Brian Doherty, in reviewing Michael Moore’s “Capitalism: A Love Story,” makes this telling comment:
“He loses the whole game when he asks a woman from the factory why the workers don’t form a co-op and run it themselves. They don’t have the money, she explains; they aren’t capitalists. That’s a benefit the wealthy provide to the working man that Moore won’t acknowledge.”
I wouldn’t be surprised if Doherty thinks Moore is stupid. But surely even he doesn’t think Moore is so stupid as to be unaware that some people have money and others don’t, or that people engaged in wage labor most likely do so because they don’t have as much money as the people employing them. As Basil Fawlty would say, I’ll take the bleeding obvious for $500, Alec.
A major part of Moore’s critique of corporate capitalism hinges on the reasons that some people have so much money, and others have to work for them. I’m incredulous that Doherty could have sat through the movie without noticing that the concentration of wealth and polarization of income was an issue in its own right. Moore’s critique is muddled, sure enough. But the question itself is entirely legitimate, and for Doherty to treat it as if it doesn’t exist is just dumb.
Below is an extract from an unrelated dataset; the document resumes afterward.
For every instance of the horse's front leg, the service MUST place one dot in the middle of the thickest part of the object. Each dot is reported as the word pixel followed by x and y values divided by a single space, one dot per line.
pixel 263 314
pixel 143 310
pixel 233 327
Doherty regurgitates, as if he’d only just thought of it himself for the first time today, one of the most complacent, one of the most unreflective—one of the dumbest—knee-jerk apologetics out there: “Without rich capitalists, who would employ people?”
An analogue of Doherty eight hundred years ago might have asked, smugly: “But without feudal landlords providing land to work on, how would the peasants be able to feed themselves?”
A parallel Doherty in the old Soviet system, the same sort of Hegelian enthusiast for the rationality of the real in the context of a state planned economy, might have similarly taunted disgruntled Soviet workers on their dependence on state industrial ministries to “provide” them with the “benefit” of employment.
I can imagine a parallel Doherty crowing, similarly, in response to antebellum slaves’ admission that they lacked the capital to buy out the plantation and run it themselves. This is not to say, by any means, that the cases are parallel, or that modern workers are under the same constraints as slaves. The point is that to take labor’s dependence on capital as a legitimization of capital’s position, without first examining the brute facts of the background power relationship, is just plain stupid.
In all these cases, the obvious question—never addressed by any of the class systems’ analogues of Doherty—is why. Why is the feudal landlord, the state manager, the corporation, in a position to provide the only available jobs? Why do those working for such employers lack the capital to employ themselves?
Doherty’s argument—if you can call it that—presumes three things as just given, part of the natural state of affairs: 1) the concentration of capital in the hands of a few absentee investors, 2) the lack of same on the workers’ part, and 3) a production model that requires massive capital investment in product-specific assets.
That the working classes might have been systematically robbed by Enclosures and other land expropriations, that the state might have barred access to vacant and unimproved land, that the state might have raised entry barriers to the aggregation of capital outside the existing finance system—that the state has systematically impeded the bargaining power of labor and shifted income upward—never occurs to Doherty. That the state has systematically promoted a particular industrial model at the expense of others, and thus artificially raised the capital outlays needed to enter the market, likewise never occurs to him.
Aside from all the rest that’s wrong with Doherty’s “argument,” it assumes an archaic finance model that really applies only to startups: a manufacturing corporation gets its “capital” from sales of stock and loans. In fact, of course, the overwhelming majority of most large corporations’ investments are funded by retained earnings. And the “capitalists” who actually make the decisions are managers pretending to represent the shareholders when they’re really just a self-perpetuating oligarchy in control of a mass of capital with (de facto) no real outside owner.
The parallel with the Oskar Lange model of market socialism back in the ’20s (endorsed both by Frederick Taylor and Joseph Schumpeter, by the way) is interesting. Mises argued that it would be simply playing with markets, because the manager of a market socialist firm wouldn’t be risking money he contributed himself. But that is, in fact, pretty much the position of corporate management in the West. They didn’t contribute the capital stock of the corporation; they’re gambling money accumulated at no cost to themselves. So if they get a multimillion bonus this quarter and then run the company into the ground, they’re not only out nothing themselves, but ahead several million dollars. Hence the perverse incentives to go for big wins, with no regard to the possible downside. Hence the perverse incentives to game the quarterly numbers, even at the expense of gutting long-term productivity. Exactly the kind of irrational allocation of capital that Mises said Lange’s market socialism would lead to, in other words.
Doherty, in praising the corporation for giving the workers crutches for their broken legs, shouldn’t forget the extent to which the system depends on—and profits from—the systematic breaking of legs.